Share

2. Aku hancur

Author: Rossy Dildara
last update publish date: 2026-01-27 21:59:33

“Papa di mana sekarang? Cepat datang ke rumah sakit!”

Aku berusaha mengontrol diri saat akhirnya berhasil menghubungi Papa. Tapi rasanya sia-sia. Tanganku sudah sangat gatal. Begitu dia tiba nanti, aku yakin, tinjuku akan lebih dulu mendarat di wajahnya sebelum kata-kata keluar dari mulutku.

“Veer ... apakah ini kamu? Kamu sudah pulang ke Indonesia?”

Suara Papa terdengar antusias. Hangat. Seolah tidak ada dosa yang sedang dia sembunyikan.

Wajar dia terkejut. Aku memang tidak memberi tahu siapa pun soal kepulanganku hari ini. Rencananya, aku ingin memberi kejutan. Untuk Papa dan Mama. Tapi justru akulah yang dibuat terkejut—oleh kelakuan beja*t Papa sendiri.

“Eh, tadi kamu bilang apa? Papa harus ke rumah sakit, ya? Memangnya siapa yang sakit? Apakah kamu baik-baik saja, Veer?”

Nada khawatir itu terdengar begitu tulus, dan entah kenapa justru membuat dadaku semakin panas.

“Mama yang sakit,” jawabku dengan suara berat.

Ada jeda di seberang sana.

“Astaghfirullah ... di rumah sakit mana?

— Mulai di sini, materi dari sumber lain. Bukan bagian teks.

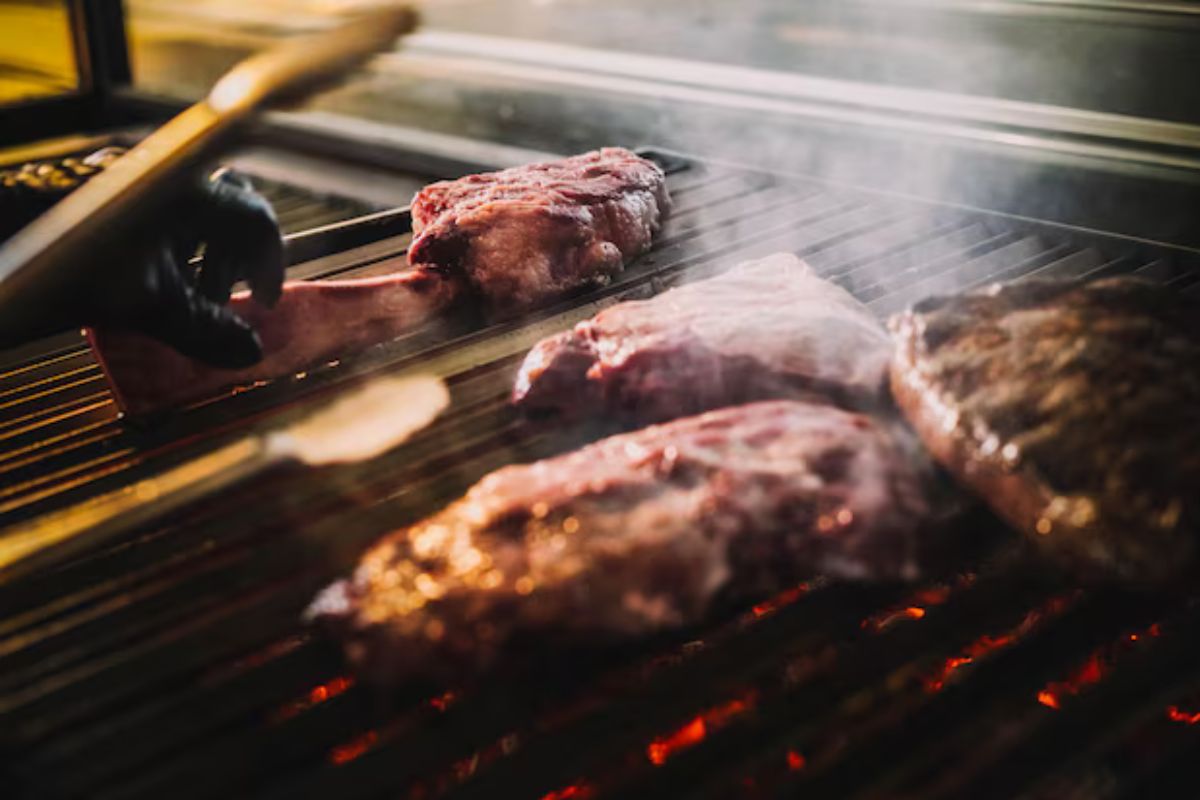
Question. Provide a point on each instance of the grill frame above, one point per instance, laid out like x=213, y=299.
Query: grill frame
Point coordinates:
x=172, y=662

Papa akan segera ke sana, Veer.”

“Rumah Sakit Sejahtera.”

Aku menutup panggilan sebelum emosiku benar-benar lepas kendali. Tanganku refleks mengelus dada, berusaha mengatur napas yang naik turun tak beraturan. Tapi tetap saja, rasa sesak itu tak mau pergi.

Di sudut ruangan, Bi Leha berdiri mematung. Dari kejauhan, dia tampak gelisah. Langkahnya maju sedikit, lalu berhenti, seolah ragu. Wajahnya menyiratkan ketakutan, bibirnya seperti ingin bicara tapi tak sanggup.

“Ada apa, Bi?”

Dia terkesiap kecil, cepat-cepat menggelengkan kepala, lalu menunduk dalam. "Enggak, Pak. Enggak ada apa-apa.”

Sikap itu justru menguatkan kecurigaanku.

“Aku tau Bibi pasti mengetahui sesuatu. Dan tentang foto ini ....” Aku melangkah mendekat dan memperlihatkan ponsel Mama ke arahnya. Layar itu menyala terang, menampilkan wajah Papa dan wanita muda itu tanpa ampun. "Ini Papa dengan siapa? Pasti Papa berselingkuh, kan?”

“Bibi nggak tau, Pak. Bibi nggak tau apa-apa.” Kepalanya kembali menggeleng cepat. Tapi kali ini tubuhnya gemetar, kakinya mundur beberapa langkah, seperti berusaha menjauh dariku.

“Kalau Bibi nggak mau jujur, aku akan menyalahkan Bibi kalau sampai Mamaku kenapa-kenapa! Bibi akan bertanggung jawab!” Nada suaraku meninggi, penuh ancaman. Aku memang paling tidak suka dibohongi. Dan lebih dari itu—aku membenci orang yang memilih diam saat tahu kebenaran.

“Ampun, Pak. Bibi hanya kerja. Bibi takut.” Tangannya bergetar saat diangkat setengah, seolah ingin melindungi diri.

Aku melangkah maju lagi. Tatapanku tajam, menusuk, membuat Bi Leha semakin terpojok hingga punggungnya nyaris menempel dinding.

“Bibi nggak perlu takut. Kalau pun Bibi dipecat ... aku yang akan memberikan Bibi pekerjaan baru.”

“Tapi yang Bibi takutkan Pak Dendi, Pak. Soalnya Pak Dendi meminta Bibi untuk—” Kalimat itu terputus. Wajah Bibi semakin pucat, bibirnya bergetar hebat seolah takut kata-kata berikutnya akan menjadi petaka.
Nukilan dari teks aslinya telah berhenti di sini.